FACT CHECK: No, Minnesota Is Not Allowing Mosques To Stay Open While Churches Must Stay Closed
A viral Facebook post claims the Minnesota government is allowing mosques to remain open during the coronavirus pandemic, while churches are closed.
Under the Minnesota stay-at-home order, in-person religious gatherings are not allowed. That applies to both mosques and churches equally.
In response to the coronavirus pandemic, many states have taken measures to curb the spread of the virus, including closing non-essential businesses and banning large gatherings.
Minnesota Gov. Tim Walz extended in early April the state’s stay-at-home order through at least May 3. Under that executive order, Minnesotans must continue to stay home except for essential needs, and many non-essential businesses remain closed, according to MPR News.
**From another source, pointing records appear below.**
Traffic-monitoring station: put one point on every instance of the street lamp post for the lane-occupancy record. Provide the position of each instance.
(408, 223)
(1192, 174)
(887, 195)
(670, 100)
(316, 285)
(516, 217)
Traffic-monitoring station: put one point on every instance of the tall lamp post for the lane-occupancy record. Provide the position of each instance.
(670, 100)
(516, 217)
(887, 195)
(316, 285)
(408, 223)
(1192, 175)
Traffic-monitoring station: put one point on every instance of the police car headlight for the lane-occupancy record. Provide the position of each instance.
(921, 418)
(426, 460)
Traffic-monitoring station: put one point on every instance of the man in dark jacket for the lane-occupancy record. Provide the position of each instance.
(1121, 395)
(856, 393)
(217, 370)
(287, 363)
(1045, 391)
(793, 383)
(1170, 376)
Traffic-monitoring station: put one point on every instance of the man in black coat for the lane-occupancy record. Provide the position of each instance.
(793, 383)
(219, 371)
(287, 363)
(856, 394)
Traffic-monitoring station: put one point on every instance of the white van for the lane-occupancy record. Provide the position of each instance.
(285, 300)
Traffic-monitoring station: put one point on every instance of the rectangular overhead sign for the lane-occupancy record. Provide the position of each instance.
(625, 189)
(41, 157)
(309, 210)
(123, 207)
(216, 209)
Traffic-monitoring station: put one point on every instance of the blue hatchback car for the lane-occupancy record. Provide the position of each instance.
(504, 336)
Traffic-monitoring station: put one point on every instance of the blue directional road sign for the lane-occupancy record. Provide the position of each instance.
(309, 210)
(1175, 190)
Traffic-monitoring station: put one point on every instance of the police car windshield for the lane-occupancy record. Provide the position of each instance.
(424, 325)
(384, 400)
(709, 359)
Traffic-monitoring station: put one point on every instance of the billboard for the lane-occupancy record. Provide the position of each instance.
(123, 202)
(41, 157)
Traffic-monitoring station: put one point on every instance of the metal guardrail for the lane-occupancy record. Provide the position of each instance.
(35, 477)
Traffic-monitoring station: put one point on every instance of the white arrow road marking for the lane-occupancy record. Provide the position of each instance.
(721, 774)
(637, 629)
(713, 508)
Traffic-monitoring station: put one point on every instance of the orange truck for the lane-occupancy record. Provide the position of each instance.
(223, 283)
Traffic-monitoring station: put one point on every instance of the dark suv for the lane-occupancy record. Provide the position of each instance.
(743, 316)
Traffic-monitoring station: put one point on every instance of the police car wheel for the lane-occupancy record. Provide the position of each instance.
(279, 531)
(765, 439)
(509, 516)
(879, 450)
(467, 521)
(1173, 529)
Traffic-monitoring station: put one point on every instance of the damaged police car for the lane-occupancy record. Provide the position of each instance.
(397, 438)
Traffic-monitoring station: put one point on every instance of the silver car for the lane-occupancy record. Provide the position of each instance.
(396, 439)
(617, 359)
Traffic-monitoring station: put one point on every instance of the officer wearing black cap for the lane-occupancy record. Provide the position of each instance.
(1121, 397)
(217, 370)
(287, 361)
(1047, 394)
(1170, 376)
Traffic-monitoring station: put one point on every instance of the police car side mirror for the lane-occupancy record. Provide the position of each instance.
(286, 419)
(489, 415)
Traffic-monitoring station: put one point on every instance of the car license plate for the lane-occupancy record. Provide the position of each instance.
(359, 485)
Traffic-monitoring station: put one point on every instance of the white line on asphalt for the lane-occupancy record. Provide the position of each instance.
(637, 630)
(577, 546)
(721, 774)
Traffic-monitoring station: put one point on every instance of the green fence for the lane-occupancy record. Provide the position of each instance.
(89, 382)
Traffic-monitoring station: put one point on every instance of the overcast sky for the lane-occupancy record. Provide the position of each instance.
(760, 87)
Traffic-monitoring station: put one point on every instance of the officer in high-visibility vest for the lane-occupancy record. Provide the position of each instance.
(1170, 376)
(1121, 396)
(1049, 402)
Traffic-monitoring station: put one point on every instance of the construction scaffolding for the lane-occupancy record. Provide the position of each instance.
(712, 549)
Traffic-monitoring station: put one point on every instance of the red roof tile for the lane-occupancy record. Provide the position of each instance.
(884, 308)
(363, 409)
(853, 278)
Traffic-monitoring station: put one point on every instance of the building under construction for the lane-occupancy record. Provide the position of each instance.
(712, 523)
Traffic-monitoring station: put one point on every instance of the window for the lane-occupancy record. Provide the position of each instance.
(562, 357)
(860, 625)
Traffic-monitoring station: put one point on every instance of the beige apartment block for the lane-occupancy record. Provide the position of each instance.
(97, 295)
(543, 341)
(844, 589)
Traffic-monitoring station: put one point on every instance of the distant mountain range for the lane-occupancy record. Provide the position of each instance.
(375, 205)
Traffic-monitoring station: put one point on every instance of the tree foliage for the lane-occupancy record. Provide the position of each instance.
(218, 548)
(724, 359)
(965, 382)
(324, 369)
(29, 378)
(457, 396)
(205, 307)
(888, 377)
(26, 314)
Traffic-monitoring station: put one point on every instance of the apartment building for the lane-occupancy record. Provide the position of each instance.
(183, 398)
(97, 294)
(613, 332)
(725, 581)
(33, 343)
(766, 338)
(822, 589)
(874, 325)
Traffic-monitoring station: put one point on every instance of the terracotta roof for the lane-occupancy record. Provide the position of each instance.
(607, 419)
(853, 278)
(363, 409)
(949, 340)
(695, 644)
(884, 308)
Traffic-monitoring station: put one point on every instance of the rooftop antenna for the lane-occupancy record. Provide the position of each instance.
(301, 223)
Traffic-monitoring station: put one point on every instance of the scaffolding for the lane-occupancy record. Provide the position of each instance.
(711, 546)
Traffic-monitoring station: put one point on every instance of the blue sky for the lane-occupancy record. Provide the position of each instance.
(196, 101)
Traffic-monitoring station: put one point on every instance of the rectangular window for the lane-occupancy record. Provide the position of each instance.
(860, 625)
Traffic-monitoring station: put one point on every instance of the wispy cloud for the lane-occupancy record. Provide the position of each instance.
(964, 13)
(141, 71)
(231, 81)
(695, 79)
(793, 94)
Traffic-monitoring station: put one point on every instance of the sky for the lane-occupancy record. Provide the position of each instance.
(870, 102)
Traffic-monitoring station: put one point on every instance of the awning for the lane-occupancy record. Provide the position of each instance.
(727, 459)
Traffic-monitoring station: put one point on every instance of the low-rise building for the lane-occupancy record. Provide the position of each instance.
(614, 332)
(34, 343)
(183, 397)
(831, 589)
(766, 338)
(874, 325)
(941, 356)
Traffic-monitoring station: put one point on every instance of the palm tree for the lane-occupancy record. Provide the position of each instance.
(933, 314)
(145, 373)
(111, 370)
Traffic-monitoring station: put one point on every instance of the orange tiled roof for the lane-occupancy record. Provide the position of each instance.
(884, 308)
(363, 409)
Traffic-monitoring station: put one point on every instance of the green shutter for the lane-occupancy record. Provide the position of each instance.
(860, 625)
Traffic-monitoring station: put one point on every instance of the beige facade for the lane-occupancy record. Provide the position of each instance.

A viral Facebook post alleges that the stay-at-home order shuts down churches but allows mosques to remain open, saying, “Just want to inform you all that all Christian churches in Minnesota are closed!!! BUT the governor has allowed the mosque to remain open!! We should all be outraged by this!” (RELATED: Has Poland Refused To Allow The Building Of Mosques?)
The stay-at-home order does exempt “officials, workers, and leaders in houses of worship” to perform their duties “wherever their services may be needed.” That includes staff necessary “to plan, record, and distribute online or broadcast content to community members,” according to the executive order.
However, in-person gatherings of congregants are still not permitted regardless of religion, as they do not appear in the list of exempted activities and business sectors. People may attend funerals at houses of worship, provided the gathering consists of fewer than 10 attendees, according to the stay-at-home order.
A spokesperson for the Minnesota state government confirmed to Reuters that there is “absolutely no distinction between churches and mosques in any order issued by the Governor.”
As of April 29, Minnesota has more than 4,600 confirmed cases of coronavirus and over 300 deaths, according to Minnesota’s Department of Health.